Step 1: Understanding the Concept:
A pipe closed at one end produces only odd harmonics.
The fundamental mode corresponds to the first harmonic. The overtones refer to the higher resonant frequencies.
Step 2: Key Formula or Approach:
Harmonics for closed pipe: $f_n = n f_0$, where $n = 1, 3, 5, 7, \dots$
$f_0$ is fundamental frequency ($1^{\text{st}}$ harmonic).
First overtone = $3^{\text{rd}}$ harmonic = $3f_0$.
Second overtone = $5^{\text{th}}$ harmonic = $5f_0$.
Third overtone = $7^{\text{th}}$ harmonic = $7f_0$.

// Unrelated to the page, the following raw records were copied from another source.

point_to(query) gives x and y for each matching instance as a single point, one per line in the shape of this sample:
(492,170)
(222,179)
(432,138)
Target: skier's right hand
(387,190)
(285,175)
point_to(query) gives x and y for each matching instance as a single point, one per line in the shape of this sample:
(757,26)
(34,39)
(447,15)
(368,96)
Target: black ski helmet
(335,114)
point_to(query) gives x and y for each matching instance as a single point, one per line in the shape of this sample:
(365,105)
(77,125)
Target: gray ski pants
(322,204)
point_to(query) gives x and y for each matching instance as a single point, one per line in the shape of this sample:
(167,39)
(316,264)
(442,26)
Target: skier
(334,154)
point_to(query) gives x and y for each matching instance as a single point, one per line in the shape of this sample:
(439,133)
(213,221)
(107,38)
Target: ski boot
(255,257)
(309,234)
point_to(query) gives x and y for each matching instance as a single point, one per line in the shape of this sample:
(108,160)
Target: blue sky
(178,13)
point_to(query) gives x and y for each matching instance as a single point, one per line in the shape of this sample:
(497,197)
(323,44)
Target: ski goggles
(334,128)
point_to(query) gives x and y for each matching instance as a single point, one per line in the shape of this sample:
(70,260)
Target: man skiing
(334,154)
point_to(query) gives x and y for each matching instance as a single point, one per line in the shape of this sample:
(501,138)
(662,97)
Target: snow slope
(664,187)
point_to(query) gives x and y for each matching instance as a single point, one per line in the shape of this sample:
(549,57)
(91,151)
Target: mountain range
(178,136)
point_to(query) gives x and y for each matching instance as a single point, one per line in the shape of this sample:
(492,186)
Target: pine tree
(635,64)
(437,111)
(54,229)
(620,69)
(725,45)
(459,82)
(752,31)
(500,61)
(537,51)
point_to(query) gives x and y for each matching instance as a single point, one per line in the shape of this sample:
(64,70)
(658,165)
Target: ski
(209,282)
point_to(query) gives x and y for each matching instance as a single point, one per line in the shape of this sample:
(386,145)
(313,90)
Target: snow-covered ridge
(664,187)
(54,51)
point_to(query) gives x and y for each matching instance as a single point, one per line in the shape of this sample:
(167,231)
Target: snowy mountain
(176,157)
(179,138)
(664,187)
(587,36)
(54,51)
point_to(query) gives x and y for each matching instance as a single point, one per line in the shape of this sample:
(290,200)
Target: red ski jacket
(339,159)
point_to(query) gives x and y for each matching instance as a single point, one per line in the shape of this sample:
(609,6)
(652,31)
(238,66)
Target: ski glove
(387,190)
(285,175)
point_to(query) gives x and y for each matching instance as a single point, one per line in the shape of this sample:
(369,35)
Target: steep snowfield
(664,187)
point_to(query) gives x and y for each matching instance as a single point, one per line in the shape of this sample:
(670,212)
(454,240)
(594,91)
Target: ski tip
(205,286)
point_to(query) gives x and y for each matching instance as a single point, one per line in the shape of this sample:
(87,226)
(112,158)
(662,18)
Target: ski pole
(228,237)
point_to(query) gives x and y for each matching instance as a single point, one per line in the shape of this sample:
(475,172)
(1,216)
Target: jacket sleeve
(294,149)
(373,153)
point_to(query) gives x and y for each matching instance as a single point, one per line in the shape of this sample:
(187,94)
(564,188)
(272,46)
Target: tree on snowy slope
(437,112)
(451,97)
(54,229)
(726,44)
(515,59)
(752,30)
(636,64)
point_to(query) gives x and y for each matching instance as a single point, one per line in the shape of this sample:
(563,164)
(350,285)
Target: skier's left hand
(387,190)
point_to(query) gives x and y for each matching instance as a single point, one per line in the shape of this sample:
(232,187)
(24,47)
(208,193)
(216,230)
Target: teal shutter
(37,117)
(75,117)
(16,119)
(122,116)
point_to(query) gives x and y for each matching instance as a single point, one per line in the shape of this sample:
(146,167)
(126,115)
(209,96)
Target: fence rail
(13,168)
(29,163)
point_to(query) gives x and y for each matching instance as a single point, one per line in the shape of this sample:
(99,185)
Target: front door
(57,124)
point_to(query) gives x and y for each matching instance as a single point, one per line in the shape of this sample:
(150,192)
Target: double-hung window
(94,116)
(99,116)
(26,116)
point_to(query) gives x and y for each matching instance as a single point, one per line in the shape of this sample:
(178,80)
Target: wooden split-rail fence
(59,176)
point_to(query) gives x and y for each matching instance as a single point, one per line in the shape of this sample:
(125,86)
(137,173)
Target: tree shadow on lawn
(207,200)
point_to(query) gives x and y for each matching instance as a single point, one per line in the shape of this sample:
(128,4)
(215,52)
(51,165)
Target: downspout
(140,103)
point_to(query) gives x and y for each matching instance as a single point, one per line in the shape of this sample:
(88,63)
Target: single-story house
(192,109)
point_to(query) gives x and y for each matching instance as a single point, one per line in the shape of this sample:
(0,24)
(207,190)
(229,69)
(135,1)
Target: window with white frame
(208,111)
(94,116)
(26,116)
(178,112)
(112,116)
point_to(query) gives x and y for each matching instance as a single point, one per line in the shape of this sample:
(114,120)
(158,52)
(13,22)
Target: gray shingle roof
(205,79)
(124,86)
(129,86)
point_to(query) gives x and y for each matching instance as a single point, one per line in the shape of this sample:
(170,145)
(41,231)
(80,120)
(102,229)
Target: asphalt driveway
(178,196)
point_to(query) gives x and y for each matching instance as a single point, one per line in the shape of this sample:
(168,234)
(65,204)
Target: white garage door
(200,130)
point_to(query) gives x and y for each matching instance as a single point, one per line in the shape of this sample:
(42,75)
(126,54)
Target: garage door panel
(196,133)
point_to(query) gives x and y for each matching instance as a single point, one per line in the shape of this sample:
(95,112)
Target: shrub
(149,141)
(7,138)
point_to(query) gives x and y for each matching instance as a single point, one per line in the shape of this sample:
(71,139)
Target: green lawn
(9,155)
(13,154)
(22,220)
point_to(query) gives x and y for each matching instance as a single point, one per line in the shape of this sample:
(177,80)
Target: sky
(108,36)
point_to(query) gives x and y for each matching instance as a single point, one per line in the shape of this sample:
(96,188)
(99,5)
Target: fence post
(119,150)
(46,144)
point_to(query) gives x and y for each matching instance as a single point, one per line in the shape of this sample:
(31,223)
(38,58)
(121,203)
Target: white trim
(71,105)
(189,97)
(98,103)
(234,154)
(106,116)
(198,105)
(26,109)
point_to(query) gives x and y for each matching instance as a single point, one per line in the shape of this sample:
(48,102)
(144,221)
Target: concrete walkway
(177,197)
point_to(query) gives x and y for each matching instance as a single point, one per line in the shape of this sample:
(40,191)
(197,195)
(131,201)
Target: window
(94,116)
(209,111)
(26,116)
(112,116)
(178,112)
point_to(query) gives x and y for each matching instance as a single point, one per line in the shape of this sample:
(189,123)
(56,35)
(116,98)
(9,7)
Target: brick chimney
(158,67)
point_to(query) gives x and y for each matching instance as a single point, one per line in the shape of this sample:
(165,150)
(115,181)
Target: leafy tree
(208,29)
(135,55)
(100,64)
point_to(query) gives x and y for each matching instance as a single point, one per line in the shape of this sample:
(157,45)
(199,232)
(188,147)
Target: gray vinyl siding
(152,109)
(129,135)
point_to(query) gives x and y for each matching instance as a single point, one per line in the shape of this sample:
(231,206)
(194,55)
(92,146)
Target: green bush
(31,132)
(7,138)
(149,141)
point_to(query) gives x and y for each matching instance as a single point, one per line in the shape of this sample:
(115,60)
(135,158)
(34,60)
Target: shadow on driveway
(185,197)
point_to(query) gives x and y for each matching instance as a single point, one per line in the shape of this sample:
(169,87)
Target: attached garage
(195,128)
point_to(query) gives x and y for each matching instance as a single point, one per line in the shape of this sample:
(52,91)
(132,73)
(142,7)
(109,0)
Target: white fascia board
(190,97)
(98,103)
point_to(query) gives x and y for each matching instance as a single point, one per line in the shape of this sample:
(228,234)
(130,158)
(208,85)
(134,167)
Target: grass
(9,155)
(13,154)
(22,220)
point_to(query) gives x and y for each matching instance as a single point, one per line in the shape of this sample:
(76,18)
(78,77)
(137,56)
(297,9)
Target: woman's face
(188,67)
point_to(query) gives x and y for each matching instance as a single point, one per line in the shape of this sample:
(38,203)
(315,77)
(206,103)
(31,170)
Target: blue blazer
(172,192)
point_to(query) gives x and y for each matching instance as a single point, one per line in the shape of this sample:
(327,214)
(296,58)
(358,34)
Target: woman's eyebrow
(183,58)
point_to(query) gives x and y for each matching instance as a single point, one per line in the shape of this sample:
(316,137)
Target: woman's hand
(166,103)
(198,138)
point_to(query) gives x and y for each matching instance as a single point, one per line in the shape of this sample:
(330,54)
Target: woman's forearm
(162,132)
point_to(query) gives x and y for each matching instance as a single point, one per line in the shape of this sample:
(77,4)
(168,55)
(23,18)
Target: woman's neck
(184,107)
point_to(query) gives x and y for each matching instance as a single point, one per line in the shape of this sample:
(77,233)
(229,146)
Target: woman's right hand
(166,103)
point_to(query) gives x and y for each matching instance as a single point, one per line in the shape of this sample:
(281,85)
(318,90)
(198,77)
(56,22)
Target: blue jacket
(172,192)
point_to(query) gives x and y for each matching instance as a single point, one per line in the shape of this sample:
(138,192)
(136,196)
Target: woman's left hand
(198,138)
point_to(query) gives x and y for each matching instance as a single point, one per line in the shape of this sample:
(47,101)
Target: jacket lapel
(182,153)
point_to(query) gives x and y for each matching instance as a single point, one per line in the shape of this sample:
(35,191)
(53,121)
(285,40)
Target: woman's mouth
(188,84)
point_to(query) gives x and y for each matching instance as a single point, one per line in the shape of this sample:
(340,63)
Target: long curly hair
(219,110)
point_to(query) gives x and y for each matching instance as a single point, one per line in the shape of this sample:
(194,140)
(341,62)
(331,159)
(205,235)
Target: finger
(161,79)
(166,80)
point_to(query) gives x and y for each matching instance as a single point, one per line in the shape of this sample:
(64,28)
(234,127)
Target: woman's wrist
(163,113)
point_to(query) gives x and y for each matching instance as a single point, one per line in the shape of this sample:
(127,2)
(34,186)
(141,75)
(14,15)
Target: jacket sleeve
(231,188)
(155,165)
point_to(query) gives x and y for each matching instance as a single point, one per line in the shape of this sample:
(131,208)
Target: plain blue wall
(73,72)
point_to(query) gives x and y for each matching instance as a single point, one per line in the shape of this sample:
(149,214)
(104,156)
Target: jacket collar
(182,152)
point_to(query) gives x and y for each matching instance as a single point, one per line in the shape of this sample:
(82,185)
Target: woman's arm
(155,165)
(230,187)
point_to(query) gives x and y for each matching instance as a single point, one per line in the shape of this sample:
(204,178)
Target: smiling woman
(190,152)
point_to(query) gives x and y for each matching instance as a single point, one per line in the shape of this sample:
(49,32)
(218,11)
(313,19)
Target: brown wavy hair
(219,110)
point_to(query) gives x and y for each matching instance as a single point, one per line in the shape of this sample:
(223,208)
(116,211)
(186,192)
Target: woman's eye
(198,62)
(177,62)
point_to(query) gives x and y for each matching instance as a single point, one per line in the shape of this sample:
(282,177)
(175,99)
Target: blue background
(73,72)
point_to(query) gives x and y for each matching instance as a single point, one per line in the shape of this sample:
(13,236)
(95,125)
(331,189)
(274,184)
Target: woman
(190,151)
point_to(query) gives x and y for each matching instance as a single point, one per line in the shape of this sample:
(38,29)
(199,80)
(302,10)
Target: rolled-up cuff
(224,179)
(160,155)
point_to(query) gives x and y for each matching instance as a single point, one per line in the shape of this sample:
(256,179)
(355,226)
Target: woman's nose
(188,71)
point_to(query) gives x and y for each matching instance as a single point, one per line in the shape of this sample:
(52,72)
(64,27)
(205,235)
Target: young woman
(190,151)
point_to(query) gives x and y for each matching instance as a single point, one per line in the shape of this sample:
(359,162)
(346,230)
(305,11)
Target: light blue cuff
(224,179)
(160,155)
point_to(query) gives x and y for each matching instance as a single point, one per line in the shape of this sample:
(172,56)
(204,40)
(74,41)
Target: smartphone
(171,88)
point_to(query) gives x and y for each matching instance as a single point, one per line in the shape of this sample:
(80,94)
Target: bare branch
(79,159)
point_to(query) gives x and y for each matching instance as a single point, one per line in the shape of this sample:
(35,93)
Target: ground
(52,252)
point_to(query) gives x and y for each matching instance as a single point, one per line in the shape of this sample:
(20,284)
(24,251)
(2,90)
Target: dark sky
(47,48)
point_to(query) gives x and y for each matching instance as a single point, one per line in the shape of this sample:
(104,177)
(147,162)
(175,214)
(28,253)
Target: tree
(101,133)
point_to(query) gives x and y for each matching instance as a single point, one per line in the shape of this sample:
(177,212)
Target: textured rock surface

Step 3: Detailed Explanation:
The sum of the frequencies of the first three overtones is given as 3930 Hz.
Set up the equation:
\[ 3f_0 + 5f_0 + 7f_0 = 3930 \]
Add the coefficients:
\[ 15f_0 = 3930 \]
Solve for $f_0$:
\[ f_0 = \frac{3930}{15} \]
Performing the division:
\[ f_0 = 262 \text{ Hz} \]
Step 4: Final Answer:
The fundamental frequency is 262 Hz.